Gov. undecided over school ballot measure
DENVER — Gov. John Hickenlooper is still trying to decide whether to back a ballot measure this fall seeking a $1 billion tax increase to pay for a new system for administering state education funds, one of several proposals to fix Colorado’s complex funding problems.
Hickenlooper said it would be unwise to put more money into the school system unless the structure is changed.
The latest bipartisan group of education planners is trying to figure out whether to count on Hickenlooper’s full support to pay for the School Finance Act, which revamps the formula for distributing education funds statewide.
The changes approved by lawmakers include statewide full-day kindergarten and more money for preschool and at-risk students.
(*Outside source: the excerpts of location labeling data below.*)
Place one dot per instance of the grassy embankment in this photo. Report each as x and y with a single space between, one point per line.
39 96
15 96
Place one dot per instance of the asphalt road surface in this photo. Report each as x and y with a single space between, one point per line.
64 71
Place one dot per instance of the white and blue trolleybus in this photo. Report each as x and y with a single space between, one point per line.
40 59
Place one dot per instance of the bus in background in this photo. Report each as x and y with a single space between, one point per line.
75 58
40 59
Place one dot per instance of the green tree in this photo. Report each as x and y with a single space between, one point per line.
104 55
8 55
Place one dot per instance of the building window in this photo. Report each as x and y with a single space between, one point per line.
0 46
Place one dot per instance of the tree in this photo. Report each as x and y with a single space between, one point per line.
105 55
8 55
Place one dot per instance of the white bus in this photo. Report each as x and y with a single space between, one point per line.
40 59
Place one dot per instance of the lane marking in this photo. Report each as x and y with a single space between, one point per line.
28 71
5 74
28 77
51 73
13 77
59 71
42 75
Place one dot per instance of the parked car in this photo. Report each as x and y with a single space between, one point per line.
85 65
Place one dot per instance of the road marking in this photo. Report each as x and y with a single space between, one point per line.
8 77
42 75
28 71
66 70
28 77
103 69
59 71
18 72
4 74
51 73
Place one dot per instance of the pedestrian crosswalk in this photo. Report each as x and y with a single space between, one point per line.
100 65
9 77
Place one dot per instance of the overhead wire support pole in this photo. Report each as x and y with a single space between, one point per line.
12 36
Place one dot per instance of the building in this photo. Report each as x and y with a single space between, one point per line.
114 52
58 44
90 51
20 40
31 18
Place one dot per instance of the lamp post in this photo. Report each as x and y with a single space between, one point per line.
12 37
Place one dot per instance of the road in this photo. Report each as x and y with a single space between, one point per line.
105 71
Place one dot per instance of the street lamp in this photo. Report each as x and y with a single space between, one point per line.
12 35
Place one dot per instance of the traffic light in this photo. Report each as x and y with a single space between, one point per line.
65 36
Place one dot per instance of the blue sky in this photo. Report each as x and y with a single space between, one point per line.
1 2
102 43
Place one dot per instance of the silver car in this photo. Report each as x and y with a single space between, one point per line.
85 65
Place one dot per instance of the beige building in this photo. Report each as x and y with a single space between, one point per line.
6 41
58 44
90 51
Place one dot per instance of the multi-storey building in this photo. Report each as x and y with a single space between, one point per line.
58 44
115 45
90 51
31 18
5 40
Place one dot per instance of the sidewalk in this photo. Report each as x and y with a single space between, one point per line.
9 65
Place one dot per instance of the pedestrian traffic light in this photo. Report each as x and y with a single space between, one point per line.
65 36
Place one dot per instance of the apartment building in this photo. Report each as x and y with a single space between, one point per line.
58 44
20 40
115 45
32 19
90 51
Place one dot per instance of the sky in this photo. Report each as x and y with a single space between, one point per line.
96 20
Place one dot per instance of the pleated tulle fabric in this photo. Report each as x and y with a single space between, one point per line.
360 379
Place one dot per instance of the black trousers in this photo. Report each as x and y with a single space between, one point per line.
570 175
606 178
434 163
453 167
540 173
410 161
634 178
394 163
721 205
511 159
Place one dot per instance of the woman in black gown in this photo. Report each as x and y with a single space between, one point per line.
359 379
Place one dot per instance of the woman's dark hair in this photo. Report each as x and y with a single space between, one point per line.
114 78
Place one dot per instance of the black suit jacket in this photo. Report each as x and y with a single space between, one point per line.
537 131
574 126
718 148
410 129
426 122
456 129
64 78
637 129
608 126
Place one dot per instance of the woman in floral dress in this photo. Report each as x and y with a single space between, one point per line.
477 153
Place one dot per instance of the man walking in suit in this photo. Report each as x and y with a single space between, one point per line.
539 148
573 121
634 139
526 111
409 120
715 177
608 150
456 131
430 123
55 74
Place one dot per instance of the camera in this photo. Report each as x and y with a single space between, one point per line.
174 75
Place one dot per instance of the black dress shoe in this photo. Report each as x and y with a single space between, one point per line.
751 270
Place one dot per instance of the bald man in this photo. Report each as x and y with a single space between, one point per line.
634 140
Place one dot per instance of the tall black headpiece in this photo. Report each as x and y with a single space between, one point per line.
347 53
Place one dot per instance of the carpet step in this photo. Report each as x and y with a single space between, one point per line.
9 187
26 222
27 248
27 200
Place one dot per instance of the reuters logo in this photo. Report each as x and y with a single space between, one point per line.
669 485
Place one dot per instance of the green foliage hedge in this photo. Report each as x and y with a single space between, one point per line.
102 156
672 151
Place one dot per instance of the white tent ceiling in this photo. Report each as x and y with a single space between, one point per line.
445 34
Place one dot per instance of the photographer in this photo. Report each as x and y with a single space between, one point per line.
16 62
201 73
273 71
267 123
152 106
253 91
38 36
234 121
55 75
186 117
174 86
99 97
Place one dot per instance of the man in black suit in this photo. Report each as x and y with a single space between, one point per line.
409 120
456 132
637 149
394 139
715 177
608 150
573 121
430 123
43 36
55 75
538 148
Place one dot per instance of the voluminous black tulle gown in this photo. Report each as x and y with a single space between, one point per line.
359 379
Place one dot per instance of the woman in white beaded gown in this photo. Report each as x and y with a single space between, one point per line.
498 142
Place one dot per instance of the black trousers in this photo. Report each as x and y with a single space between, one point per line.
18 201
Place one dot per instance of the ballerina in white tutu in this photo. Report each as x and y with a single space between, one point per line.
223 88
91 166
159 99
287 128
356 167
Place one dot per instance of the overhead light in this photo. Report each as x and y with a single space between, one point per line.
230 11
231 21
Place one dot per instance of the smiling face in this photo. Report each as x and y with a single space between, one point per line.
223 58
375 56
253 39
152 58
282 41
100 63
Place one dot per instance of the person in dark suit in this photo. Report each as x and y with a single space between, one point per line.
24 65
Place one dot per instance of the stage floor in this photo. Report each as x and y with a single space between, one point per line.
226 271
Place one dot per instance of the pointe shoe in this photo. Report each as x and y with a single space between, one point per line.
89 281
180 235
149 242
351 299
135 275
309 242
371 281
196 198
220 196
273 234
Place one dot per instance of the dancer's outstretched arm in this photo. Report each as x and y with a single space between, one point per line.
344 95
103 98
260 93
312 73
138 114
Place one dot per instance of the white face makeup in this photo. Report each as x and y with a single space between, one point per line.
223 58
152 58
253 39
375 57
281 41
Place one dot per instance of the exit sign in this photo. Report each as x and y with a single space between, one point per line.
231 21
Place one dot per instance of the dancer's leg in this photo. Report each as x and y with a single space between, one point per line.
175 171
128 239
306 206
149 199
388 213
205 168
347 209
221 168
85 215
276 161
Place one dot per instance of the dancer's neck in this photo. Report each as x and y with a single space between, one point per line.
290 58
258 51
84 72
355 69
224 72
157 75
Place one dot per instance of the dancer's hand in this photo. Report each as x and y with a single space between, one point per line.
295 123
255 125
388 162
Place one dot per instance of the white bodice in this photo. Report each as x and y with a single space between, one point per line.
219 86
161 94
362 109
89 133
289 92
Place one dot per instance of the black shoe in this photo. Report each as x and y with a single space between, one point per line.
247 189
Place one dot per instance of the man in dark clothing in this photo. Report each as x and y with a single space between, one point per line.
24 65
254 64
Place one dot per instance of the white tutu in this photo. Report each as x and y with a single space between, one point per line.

The new law also calls for money to implement school reforms such as a new teacher evaluation formula that takes effect next school year.
Ideas for raising the money include a higher flat state income tax or a tiered system based on taxpayer income.
Voters will consider a tax increase in November, but the specifics of the plan haven’t been released.
“We have to make sure it’s the right one,” Hickenlooper said in an interview Wednesday with The Denver Post.
In May, Hickenlooper signed a mammoth bill revising how state tax dollars should be used to fund public education, but it left out how it would be funded.
Two dozen proposed tax increases and changes have been submitted as possible ballot measures, most of them income tax hikes.
It’s still unclear which tax measure advocacy groups plan to petition onto ballots.